[Computer Network - Transport Layer] TCP Protocol

1 Overview of Transport Layer

1.1 Functions of the transport layer

  • End-to-end communication : Provide end-to-end communication (logical communication) between application processes. Therefore, the transport layer is also called an end-to-end protocol.
  • Error detection : detect the header and data part.
  • Two protocols : connection-oriented TCP and connectionless UDP.
  • Multiplexing and demultiplexing :

insert image description here

concept explain
Transport layer TCP multiplexing The packets of some application processes of the sender are encapsulated using the TCP protocol at the transport layer
Transport layer UDP multiplexing The packets of some application processes of the sender are encapsulated using the UDP protocol at the transport layer
Internet layer IP multiplexing The data of different protocols of the sender can be encapsulated into IP datagrams (IP protocol field, TCP is 6, UDP is 17)
Internet layer IP decommissioning The receiver's Internet layer delivers the data to the corresponding upper layer protocol (TCP or UDP) after removing the header
Transport Layer TCP Demultiplexing The receiver's transport layer uses the TCP protocol to remove the header and deliver the data to the destination application process
Transport layer UDP demultiplexing The transport layer of the receiver uses the UDP protocol to remove the header and deliver the data to the destination application process

1.2 Port number

  • Port : The application process is identified by the port number. The length of the port number is 16b, which can represent 65535 different port numbers.
The port number type explain
0 ~ 1023 well-known port number Assigned by IANA to some of the most important application protocols in the application layer of the TCP/IP architecture
1024 ~ 49151 Register port number Used by applications that do not have well-known port numbers.
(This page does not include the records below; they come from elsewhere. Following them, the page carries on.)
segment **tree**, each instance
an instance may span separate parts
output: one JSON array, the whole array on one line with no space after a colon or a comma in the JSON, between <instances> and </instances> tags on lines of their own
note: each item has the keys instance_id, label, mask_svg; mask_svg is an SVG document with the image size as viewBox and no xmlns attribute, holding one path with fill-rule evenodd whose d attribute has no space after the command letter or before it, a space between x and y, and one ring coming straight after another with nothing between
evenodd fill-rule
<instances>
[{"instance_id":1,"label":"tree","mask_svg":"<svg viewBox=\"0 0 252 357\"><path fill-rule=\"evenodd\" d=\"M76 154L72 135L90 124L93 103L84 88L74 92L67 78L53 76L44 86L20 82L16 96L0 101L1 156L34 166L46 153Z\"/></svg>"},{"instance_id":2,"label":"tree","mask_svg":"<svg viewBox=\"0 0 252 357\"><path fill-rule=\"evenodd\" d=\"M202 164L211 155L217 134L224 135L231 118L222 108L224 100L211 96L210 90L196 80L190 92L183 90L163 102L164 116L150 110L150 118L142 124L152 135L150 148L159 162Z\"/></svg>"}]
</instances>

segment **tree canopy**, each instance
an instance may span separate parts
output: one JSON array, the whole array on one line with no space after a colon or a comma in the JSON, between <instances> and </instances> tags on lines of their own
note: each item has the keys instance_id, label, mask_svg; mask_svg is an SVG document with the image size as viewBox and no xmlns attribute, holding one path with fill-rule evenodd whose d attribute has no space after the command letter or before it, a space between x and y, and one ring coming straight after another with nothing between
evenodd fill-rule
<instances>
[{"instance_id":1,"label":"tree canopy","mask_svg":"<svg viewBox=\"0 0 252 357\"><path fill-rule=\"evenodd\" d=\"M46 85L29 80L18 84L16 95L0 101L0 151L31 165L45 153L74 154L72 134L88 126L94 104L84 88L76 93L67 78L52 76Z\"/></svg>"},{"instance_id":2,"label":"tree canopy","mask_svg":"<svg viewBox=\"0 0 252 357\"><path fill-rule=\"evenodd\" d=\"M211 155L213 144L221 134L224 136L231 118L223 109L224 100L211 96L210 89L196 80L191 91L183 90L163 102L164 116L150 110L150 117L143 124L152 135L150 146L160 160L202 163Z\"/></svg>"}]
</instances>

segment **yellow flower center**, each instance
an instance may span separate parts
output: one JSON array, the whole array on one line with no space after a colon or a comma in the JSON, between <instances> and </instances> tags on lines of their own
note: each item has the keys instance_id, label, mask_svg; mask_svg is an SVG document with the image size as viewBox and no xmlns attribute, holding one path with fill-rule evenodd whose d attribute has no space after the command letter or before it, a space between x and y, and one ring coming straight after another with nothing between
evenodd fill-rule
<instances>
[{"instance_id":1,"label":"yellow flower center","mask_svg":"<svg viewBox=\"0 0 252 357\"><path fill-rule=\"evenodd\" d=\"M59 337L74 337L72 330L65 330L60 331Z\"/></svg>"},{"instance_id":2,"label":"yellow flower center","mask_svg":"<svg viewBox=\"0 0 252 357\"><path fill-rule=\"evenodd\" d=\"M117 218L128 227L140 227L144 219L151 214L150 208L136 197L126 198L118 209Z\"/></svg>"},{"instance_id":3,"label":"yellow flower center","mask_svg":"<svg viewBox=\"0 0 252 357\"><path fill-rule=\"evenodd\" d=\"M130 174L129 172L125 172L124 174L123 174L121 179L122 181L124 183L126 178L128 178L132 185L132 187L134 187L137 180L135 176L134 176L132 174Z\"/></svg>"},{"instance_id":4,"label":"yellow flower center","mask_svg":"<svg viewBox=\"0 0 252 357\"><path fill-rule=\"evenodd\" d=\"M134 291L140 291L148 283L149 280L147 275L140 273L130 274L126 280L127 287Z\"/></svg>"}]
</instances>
To use such port numbers, they must be registered with IANA to prevent duplication
49152 ~ 65535 ephemeral port number Only used by the client, dynamically selected by the client process at runtime, and will be taken back by the system after the communication is over, so that it can be used by other client processes
  • Well-known port numbers to remember:
FTP SMTP DNS DHCP HTTP BGP HTTPS RIP
21/20 25 53 67/68 80 179 443 520

[Note] OSPF does not use the transport layer protocol, so there is no corresponding port number. But the IP protocol field value of OSPF is 89.

2 TCP segments

2.1 TCP segment header format

insert image description here

  • Source port and destination port : each occupies 2b, and the port is the service interface between the transport layer and the application layer.
  • Serial number (seq) : occupies 32b, and the value range is 0 ~ 2 32 -1. Used to indicate the sequence number of the first byte of this TCP segment.
  • Confirmation number (ack) : occupies 32b, the value range is 0 ~ 2 32 -1. It is used to indicate the sequence number of the first byte expected to receive the next TCP segment from the other party, and it is also an acknowledgment of all data received before. If the acknowledgment number is N, it means that all the data up to sequence number N-1 have been received.
  • Data offset (header length) : 4b, indicating the length of the TCP header. The value of this field is in units of 4B, and the maximum field value is 15, so the maximum length of the TCP header is 60B.
  • Reserved : occupying 6b, reserved for future use, but should be set to 0 at present.
  • Urgent bit (URG) : When URG=1, this segment has urgent data and should be sent as soon as possible.
  • Acknowledgment bit (ACK) : When ACK=1, the confirmation number field is valid. After the TCP connection is established, ACK must be 1.
  • Push bit (PSH) : When PSH=1, it will be delivered to the application process as soon as possible, instead of waiting until enough data is received before delivering it up.
  • Reset bit (RST) : When RST=1, it indicates that there is a serious error in the TCP connection, and the connection must be released and then re-established.
  • Synchronization bit (SYN) : When SYN=1 and ACK=0, it indicates that this is a TCP connection request segment. If the other side agrees to establish a connection, it should set SYN=1 and ACK=1 in the header of the response TCP segment.
  • Termination bit (FIN) : When FIN=1, it indicates that the sender of this TCP segment has sent all the data, and now requests to release the TCP connection.
  • Window : occupying 16b, indicating the size of the receiving window of the party sending this segment, that is, the size of the available space of the receiving buffer, which is used to represent the receiving ability of the receiving party . The value of this field is in units of 1B.
  • Checksum : 16b, used to check whether there is a bit error in the entire TCP segment during transmission.
  • Urgent pointer : occupying 16b, used to indicate the length of urgent data. The value of this field is in units of 1B.
  • Options : Variable length with multiple options. One of the options is Maximum Segment Size (MSS) , which indicates the maximum length of the data part in the message segment.
  • Padding : In order to make the entire header length be an integer multiple of 4B.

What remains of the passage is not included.